9 So I grew great, greater than anyone in Jerusalem before me; nor did my wisdom leave me.
10 I denied my eyes nothing they desired, refused my heart no pleasure, a heart that found all my hard work a pleasure; such was the return I got for all my efforts.
11 I then reflected on all that my hands had achieved and on all the effort I had put into its achieving. What vanity it all is, and chasing of the wind! There is nothing to be gained under the sun.
12 My reflections then turned to wisdom, stupidity, folly. For instance, what can the successor of a king do? What has been done already.

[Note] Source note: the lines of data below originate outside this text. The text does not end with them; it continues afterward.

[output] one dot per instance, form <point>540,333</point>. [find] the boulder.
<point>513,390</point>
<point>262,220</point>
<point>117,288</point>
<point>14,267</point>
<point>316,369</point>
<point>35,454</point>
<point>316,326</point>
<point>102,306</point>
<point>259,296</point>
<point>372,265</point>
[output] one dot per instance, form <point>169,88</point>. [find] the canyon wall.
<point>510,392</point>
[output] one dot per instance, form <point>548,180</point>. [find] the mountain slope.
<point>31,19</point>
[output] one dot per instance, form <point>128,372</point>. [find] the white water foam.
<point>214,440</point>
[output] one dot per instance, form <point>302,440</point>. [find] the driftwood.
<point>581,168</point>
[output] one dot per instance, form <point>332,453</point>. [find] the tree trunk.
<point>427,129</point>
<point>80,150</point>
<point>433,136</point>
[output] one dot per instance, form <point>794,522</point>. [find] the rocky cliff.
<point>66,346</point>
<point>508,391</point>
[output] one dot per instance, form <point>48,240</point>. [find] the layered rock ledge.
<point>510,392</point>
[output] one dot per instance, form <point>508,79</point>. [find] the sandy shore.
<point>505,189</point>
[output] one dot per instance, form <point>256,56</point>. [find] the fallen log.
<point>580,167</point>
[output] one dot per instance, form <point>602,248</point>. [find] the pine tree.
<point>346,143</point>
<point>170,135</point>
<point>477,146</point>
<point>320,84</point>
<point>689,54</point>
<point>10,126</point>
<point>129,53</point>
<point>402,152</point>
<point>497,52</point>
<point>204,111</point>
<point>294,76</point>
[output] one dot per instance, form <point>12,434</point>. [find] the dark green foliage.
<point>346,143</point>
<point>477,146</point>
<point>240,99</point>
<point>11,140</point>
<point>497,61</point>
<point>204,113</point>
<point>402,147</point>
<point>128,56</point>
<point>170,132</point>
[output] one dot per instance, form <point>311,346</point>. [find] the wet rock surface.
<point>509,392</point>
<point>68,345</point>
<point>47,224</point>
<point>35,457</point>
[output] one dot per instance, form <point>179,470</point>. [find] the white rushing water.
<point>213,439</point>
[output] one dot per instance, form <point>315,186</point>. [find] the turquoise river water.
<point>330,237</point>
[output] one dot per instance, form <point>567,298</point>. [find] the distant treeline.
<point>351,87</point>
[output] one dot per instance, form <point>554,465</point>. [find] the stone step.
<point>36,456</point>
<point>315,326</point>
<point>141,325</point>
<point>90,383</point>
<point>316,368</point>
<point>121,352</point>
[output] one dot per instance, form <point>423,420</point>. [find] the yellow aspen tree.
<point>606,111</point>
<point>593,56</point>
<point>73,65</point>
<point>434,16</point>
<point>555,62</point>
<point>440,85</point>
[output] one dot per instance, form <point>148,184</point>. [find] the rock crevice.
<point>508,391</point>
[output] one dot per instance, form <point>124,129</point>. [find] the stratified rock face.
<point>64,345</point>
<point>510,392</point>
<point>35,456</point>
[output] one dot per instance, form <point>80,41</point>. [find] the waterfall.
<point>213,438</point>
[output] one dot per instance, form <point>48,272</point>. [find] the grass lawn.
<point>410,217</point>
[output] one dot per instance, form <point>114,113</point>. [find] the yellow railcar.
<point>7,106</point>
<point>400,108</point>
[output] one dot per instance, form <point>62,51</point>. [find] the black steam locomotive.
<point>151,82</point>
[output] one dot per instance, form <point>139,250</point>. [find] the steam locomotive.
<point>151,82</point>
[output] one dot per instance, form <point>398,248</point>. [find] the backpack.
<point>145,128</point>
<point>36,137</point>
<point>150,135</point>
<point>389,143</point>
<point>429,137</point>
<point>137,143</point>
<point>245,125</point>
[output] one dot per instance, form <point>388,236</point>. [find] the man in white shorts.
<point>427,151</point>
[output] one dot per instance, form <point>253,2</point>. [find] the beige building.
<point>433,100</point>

13 More is to be had from wisdom than from folly, as from light than from darkness; this, of course, I see:
14 The wise man sees ahead, the fool walks in the dark. No doubt! But I know, too, that one fate awaits them both.
15 ‘The fool’s fate’ is I thought to myself ‘will be my fate too. Of what use my wisdom, then? ‘This, too,’ I thought ‘is vanity.’
16 Since there is no lasting memory for wise man or for fool, and in the days to come both will be forgotten; wise man, alas, no less than fool must die.
17 Life I have come to hate, for what is done under the sun disgusts me, since all is vanity and, chasing of the wind.
18 All I have toiled for and now bequeath to my successor I have come to hate;
19 who knows whether he, will be a wise man or a fool? Yet he will be master of all the work into which I have put my efforts and wisdom under the sun. That, too, is vanity.
20 And hence I have come to despair of all the efforts I have expended under the sun.
21 For so it is that a man who has laboured wisely, skilfully and successfully must leave what is his own to someone who has not toiled for it at all. This, too, is vanity and great injustice;
22 for what does he gain for all the toil and strain that he has undergone under the sun?
23 What of all his laborious days, his cares of office, his restless nights? This, too, is vanity.
24 There is no happiness for man but to eat and drink and to be content with his work. This, too, I see as something from God’s hand,
25 since plenty and penury both come from God;
26 wisdom, knowledge, joy, he gives to the man who pleases him; on the sinner lays the task of gathering and storing up for another who is pleasing to God. This, too, is vanity and chasing of the wind.